No circularity; linear CoC-disparity relation is an explicit modeling assumption, not a self-derived result

full rationale

The paper's central step models a linear relation between signed circle-of-confusion and disparity difference to extract a source optical fingerprint from a single image. This is presented as a physics-based modeling choice (abstract: 'By modeling the linear relation... AnyBokeh estimates a source-specific optical fingerprint'), not derived from or equivalent to the target editing output by construction. No equations reduce the fingerprint or final edit to a fitted parameter defined from the input; the framework uses a new synthetic dataset for supervision and avoids all-in-focus reconstruction explicitly. No self-citation chains, uniqueness theorems, or renamed empirical patterns are load-bearing. The derivation chain remains independent of the output.
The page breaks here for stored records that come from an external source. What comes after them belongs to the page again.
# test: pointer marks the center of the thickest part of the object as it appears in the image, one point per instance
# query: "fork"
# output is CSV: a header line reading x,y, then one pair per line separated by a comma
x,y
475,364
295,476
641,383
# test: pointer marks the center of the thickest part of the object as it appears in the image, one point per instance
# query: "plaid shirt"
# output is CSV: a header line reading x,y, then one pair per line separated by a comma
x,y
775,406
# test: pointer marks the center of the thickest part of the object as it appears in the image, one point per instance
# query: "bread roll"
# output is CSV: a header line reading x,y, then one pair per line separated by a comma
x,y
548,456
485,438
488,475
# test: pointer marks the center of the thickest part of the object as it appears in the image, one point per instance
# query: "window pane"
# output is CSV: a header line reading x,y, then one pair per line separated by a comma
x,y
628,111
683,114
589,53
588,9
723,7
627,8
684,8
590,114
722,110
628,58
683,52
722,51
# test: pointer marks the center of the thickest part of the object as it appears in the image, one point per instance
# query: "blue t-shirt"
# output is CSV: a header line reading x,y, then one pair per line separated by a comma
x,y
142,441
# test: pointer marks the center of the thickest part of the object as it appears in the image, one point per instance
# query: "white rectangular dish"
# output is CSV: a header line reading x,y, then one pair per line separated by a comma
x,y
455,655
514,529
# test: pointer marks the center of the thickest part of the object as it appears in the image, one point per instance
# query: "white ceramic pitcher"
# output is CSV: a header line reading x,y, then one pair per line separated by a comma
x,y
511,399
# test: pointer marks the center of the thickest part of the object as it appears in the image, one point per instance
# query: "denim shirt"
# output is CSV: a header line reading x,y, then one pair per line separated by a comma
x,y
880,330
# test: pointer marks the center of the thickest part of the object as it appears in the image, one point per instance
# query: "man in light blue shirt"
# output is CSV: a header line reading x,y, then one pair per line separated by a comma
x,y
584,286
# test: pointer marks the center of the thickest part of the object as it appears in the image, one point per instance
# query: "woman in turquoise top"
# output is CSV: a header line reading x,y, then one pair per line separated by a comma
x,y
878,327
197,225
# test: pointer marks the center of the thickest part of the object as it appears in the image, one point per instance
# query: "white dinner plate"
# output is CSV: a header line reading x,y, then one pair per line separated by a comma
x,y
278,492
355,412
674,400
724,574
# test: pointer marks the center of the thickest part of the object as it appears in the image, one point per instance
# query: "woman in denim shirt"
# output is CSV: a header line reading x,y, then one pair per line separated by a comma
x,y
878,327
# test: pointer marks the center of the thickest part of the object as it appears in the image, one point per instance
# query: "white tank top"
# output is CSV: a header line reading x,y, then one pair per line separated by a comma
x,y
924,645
Axiom & Free-Parameter Ledger

0 free parameters · 1 axioms · 2 invented entities

The central claim rests on the domain assumption of a linear signed-CoC-to-disparity relation and the introduction of the optical fingerprint concept; no free parameters or invented entities with independent evidence are detailed in the abstract.

axioms (1)
  • domain assumption Linear relation between signed circle of confusion and disparity difference
    Invoked to estimate source-specific optical fingerprint from the input image.
invented entities (2)
  • signed circle-of-confusion map no independent evidence
    purpose: Represent source blur state for fingerprint estimation
    New representation introduced to capture both magnitude and sign of defocus.
  • optical fingerprint no independent evidence
    purpose: Capture and transfer source-specific optical characteristics
    Core new construct enabling any-to-any transfer without reconstruction.